IBM Surged From Strong Sales and AI Bookings
IBM shares surged as the company projected strong revenue growth and AI-related bookings. The company expects $13.5 billion in free cash flow for 2025, surpassing Wall Street’s estimate of $12.9 billion. AI consulting and software bookings have exceeded $5 billion since mid-2023, with 80% coming from consulting. IBM's software unit grew 10%, fueled by a 16% increase in Red Hat revenue.
While total sales rose +1% to $17.6 billion, consulting revenue declined for the fourth consecutive quarter as clients shifted spending to AI projects. IBM continues its transformation into a software-driven company, supported by acquisitions like HashiCorp and Apptio.
Internet Business Machines (IBM) Stock Performance, 5-Year Chart, Seeking Alpha
“Three years ago, we laid out a vision for a faster-growing, more-profitable IBM. I’m proud of the work the IBM team has done to meet or exceed our commitments.”
Major Economic Events:
The Fed held interest rates steady and Core PCE Inflation showed a decelerating trend.

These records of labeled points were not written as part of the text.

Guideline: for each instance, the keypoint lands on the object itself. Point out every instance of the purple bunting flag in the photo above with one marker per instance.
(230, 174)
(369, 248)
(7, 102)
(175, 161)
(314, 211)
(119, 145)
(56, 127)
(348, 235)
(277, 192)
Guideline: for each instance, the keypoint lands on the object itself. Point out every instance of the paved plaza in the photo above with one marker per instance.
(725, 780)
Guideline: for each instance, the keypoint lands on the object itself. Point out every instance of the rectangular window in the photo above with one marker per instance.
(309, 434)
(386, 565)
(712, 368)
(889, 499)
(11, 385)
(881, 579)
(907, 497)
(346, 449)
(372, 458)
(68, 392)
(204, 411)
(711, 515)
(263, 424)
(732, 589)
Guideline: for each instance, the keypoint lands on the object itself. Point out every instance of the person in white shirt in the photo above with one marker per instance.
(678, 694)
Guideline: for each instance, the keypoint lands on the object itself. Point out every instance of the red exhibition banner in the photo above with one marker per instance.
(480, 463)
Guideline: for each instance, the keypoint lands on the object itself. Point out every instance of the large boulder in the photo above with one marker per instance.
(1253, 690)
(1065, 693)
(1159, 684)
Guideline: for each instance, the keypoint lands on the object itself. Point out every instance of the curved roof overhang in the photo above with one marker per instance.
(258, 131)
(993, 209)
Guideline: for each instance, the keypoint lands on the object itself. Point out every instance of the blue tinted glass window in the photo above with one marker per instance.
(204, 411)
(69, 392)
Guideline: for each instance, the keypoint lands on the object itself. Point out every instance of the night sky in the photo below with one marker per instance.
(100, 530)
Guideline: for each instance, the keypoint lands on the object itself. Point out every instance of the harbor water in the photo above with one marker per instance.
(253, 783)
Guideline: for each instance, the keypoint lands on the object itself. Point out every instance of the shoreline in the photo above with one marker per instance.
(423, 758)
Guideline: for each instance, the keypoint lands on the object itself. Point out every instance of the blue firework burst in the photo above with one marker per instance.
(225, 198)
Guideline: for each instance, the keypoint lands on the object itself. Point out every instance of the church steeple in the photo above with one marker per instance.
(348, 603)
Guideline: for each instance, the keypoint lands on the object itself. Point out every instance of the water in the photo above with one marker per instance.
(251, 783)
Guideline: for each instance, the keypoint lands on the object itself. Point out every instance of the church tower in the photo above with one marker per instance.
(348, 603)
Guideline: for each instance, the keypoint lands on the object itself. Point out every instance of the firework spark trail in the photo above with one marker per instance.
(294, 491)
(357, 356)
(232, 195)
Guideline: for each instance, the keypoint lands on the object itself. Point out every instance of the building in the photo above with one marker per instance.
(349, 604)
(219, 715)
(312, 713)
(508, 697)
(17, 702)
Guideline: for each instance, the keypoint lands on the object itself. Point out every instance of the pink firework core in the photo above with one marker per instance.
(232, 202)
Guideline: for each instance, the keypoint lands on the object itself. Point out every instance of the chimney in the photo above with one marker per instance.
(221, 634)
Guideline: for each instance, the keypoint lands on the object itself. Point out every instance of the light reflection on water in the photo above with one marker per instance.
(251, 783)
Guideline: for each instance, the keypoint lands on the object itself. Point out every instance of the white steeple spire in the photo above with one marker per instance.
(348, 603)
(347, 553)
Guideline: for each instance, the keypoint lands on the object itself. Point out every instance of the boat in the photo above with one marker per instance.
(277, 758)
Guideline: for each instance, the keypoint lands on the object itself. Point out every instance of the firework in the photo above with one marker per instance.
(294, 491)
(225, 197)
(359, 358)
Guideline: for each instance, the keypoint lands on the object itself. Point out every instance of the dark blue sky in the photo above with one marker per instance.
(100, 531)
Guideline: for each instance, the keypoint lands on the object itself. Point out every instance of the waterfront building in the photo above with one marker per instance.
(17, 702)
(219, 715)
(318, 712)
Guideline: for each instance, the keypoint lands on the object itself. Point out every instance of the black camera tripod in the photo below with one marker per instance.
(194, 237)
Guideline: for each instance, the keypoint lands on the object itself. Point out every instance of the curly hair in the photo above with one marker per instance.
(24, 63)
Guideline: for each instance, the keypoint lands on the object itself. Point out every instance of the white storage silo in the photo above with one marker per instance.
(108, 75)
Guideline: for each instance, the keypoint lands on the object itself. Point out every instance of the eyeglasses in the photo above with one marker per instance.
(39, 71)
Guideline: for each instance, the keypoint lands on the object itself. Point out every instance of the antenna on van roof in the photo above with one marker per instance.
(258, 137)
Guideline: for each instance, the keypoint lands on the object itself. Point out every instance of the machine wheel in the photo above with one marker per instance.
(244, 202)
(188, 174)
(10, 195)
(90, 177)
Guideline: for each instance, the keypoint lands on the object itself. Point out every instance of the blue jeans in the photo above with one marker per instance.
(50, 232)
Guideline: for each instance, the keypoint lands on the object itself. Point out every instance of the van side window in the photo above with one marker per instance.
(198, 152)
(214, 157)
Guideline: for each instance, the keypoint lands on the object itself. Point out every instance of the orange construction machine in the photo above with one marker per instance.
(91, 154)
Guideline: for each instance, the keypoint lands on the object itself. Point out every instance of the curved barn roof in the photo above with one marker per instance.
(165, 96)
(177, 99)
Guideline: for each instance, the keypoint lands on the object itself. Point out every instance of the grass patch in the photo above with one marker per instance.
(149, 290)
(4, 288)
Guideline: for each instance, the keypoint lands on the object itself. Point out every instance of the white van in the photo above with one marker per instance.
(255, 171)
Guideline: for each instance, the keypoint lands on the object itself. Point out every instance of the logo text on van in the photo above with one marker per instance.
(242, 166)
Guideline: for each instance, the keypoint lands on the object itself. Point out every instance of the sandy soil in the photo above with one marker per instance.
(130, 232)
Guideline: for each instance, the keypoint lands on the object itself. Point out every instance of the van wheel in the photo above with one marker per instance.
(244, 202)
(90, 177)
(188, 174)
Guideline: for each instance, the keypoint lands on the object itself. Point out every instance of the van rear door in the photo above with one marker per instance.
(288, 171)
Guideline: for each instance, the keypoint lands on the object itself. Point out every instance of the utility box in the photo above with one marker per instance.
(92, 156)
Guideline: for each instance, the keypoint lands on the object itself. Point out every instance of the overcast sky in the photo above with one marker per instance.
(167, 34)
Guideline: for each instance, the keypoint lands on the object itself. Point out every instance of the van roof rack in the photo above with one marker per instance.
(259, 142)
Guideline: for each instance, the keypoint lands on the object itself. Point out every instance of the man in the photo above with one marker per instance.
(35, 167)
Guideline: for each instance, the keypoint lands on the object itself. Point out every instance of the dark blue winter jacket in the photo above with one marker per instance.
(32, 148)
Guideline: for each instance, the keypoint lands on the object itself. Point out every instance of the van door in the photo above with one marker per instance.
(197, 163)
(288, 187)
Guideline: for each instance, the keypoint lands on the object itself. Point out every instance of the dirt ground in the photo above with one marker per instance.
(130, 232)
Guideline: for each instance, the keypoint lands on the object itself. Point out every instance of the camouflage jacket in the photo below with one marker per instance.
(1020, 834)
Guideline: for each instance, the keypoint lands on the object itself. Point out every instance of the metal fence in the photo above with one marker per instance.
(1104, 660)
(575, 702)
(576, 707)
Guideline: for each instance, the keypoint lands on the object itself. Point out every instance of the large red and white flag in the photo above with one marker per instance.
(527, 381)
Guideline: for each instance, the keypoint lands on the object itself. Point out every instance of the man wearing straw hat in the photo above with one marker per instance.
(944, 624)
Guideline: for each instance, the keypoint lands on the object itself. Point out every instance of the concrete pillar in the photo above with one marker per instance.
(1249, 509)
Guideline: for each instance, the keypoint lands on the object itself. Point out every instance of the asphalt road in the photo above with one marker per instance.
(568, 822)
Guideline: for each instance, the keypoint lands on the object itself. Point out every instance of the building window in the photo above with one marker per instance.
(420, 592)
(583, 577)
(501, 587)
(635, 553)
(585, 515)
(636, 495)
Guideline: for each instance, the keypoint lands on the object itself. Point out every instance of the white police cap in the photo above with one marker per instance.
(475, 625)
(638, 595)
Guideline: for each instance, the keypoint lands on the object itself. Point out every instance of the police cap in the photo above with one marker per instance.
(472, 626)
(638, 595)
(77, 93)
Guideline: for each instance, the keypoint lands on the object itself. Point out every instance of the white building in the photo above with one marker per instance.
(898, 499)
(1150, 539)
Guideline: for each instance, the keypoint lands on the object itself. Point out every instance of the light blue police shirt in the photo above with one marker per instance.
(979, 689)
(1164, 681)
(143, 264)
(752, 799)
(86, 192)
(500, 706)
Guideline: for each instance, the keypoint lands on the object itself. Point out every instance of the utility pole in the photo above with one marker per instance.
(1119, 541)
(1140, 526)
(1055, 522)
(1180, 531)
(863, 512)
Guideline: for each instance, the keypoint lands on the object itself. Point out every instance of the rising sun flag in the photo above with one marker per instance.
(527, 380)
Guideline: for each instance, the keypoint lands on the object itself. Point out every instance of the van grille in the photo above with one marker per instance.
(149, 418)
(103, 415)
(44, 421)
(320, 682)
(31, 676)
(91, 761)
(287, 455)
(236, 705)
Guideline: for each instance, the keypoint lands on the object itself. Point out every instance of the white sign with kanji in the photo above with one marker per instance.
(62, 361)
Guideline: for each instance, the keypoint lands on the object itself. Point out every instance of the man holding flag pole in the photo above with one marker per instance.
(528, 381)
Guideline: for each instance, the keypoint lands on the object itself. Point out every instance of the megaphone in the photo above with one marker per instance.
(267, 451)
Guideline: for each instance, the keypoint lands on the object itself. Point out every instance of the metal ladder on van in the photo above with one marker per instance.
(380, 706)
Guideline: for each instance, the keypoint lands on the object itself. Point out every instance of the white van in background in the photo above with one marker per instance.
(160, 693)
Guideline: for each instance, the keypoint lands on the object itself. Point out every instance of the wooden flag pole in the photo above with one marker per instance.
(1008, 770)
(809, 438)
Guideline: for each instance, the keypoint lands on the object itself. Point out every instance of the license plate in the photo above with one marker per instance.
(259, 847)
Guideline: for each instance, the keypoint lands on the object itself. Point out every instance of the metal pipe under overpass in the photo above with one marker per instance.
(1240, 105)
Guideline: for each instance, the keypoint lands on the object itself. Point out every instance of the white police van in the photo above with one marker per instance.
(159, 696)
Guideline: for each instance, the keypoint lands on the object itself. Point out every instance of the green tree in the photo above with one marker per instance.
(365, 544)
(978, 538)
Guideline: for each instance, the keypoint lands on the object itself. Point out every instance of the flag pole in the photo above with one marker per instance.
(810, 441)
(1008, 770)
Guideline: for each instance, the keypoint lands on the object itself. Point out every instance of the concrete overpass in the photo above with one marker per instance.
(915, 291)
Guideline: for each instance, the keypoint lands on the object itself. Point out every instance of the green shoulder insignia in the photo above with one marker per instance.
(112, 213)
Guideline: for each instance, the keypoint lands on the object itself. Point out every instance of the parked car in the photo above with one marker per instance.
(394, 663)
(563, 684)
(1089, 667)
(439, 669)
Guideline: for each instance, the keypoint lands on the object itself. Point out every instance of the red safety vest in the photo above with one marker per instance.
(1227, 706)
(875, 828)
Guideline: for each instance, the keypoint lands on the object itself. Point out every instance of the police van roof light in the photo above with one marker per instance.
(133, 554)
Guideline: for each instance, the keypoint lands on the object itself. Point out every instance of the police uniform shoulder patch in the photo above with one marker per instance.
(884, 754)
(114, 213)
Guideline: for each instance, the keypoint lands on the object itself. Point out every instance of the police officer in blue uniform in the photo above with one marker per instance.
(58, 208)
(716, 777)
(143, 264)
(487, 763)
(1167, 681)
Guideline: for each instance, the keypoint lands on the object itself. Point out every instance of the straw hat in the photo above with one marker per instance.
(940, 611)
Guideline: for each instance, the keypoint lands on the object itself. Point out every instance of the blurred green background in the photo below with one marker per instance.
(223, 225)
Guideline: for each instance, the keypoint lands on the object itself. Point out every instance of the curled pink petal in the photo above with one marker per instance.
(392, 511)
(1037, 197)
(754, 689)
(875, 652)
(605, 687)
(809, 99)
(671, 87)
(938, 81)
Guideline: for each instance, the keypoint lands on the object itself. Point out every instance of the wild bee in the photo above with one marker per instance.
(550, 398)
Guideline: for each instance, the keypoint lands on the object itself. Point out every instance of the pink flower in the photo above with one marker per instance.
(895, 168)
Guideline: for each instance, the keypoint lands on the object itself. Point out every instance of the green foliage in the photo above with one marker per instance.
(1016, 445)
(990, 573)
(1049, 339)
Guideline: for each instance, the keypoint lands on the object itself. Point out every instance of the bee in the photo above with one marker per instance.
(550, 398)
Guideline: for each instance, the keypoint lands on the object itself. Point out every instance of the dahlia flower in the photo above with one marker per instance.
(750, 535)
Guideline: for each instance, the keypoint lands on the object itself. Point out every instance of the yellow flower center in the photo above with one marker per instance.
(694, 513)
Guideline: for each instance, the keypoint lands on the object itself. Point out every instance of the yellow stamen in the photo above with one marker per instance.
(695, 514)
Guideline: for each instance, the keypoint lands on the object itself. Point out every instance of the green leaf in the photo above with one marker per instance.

FOMC Interest Rate Decision
Source: Jose Luis Magana
Federal Reserve Chair Jerome Powell stated that the Fed is in no rush to cut interest rates, opting to wait for further inflation progress after last year’s reductions. The Fed kept its benchmark rate steady at 4.25%-4.5%, citing strong economic growth and a solid labor market as reasons to hold off on further adjustments. Powell also mentioned that the Fed is monitoring potential economic impacts from President Trump’s policies on tariffs, taxes, and immigration.
Treasury yields initially rose following the Fed’s decision but later retreated during Powell’s press conference. While policymakers expect just two rate cuts in 2025, uncertainty remains around inflation trends and the potential effects of Trump’s trade policies.
Also for the crypto folks — Powell said that “banks are perfectly able to serve crypto customers as long as they understand and can manage the risks.”
“Over the course of our three previous meetings, we lowered our policy rate by a full percentage point from its peak. That recalibration of our policy stance was appropriate in light of the progress on inflation and the rebalancing in the labor market. With our policy stance significantly less restrictive than it had been, and the economy remaining strong, we do not need to be in a hurry to adjust our policy stance.”
Personal Consumption Expenditures (PCE) Index
The Federal Reserve’s preferred inflation gauge, the core PCE price index, rose +0.2% in December and +2.8% from a year earlier, aligning with expectations. Real disposable income barely increased for a second month, pushing the saving rate down to +3.8%, its lowest in two years.
A three-month annualized measure of core PCE showed a slower +2.2% increase, easing concerns about inflation rebounding. Consumer spending remained strong, growing +0.4% in December, partly driven by demand for durable goods. Fed officials remain cautious, wanting more progress toward their 2% inflation target before cutting rates further. Meanwhile, economic strength, especially in the labor market, supports the Fed’s decision to keep rates steady.
“Consumer spending was robust through year-end, accelerating in December on the back of strong demand for durable goods. We suspect consumers are trying to get ahead of price increases they fear could follow from President Donald Trump’s proposed tariffs.”